The two tools are complementary. AgentSight provides runtime observability:
independent, below-the-application visibility into what the agent did. ActPlane
provides the enforcement plane: deterministic, kernel-level guarantees about
what the agent cannot do. Together they implement the "verify side effects"
layer of the three-layer model, independent of the harness provider and
independent of who owns the sandbox.

Both are possible implementations of this architecture, not the only ones.
The important point is the separation: observe and enforce at a layer the
environment operator controls, regardless of which agent runtime sits above.

This also addresses ecosystem gaps Anthropic identifies: the need for
cross-deployment security telemetry sharing and open standards for agent
security. Independent runtime observability that travels with the workload,
rather than being locked to a specific harness or provider, is the foundation
for both.

Practical Checklist

If you are building or evaluating an agent platform, ask these questions at
each layer.

Intent authorization (MCP / tool access):

  • Are MCP servers allowlisted?
  • Are OAuth scopes minimal and audience-bound?
  • Are local MCP servers treated as code execution risk?
  • Are high-risk tools gated by human approval?
  • Are tool calls logged with enough context for audit?

Execution isolation (sandboxing):

  • Is filesystem access default-deny or broad workspace mount?
  • Can the agent reach cloud metadata endpoints?
  • Is network egress restricted by domain, IP, or proxy?
  • Are service account tokens mounted into the environment?
  • Are process, memory, CPU, and runtime duration bounded?
  • Who owns the sandbox policy: the platform team or the agent provider?

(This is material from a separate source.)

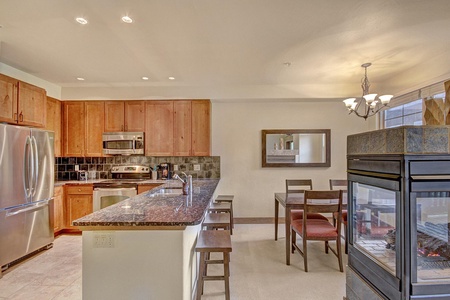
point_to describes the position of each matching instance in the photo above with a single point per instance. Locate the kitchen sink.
(169, 191)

Side-effect verification (runtime observability):

  • Can you reconstruct process lineage for an agent session?
  • Can you see file and credential access below the framework?
  • Can you correlate network egress with pod, service account, and command?
  • Can you detect mismatch between tool intent and OS side effects?
  • Can you replay an incident without trusting only framework logs?
  • Can you demonstrate to auditors (SOC 2, ISO 27001) how automated agent access to production data and credentials is monitored and logged?

Guardrail integration:

  • Which side effects should be blocked immediately?
  • Which should trigger alert or human review?
  • Which policies belong in MCP config, sandbox config, Kubernetes policy, eBPF/LSM, or network controls?
  • What happens when framework logs and OS-level observability disagree?

Closing

Agent runtimes are becoming more capable, more managed, and more opaque. The
security model cannot depend on any single layer, especially when the layers
have different owners.

The harness is not a trusted boundary. The sandbox ownership depends on the
deployment model. The only layer the environment operator can guarantee it
owns is OS/runtime observability.

MCP authorizes intent. Sandboxes constrain execution. OS-level observability verifies side
effects. Each is necessary; none is sufficient. The practical model is their
separation:

authorize intent  →  isolate execution  →  verify side effects
(harness-owned)      (ownership contested)  (must be platform-owned)
Enter fullscreen mode Exit fullscreen mode

The implementation details vary by deployment, but the separation, and the
ownership question, is the part that should remain stable.

If you are exploring this space, AgentSight and
ActPlane are our open-source starting points for the observation
and enforcement layers respectively.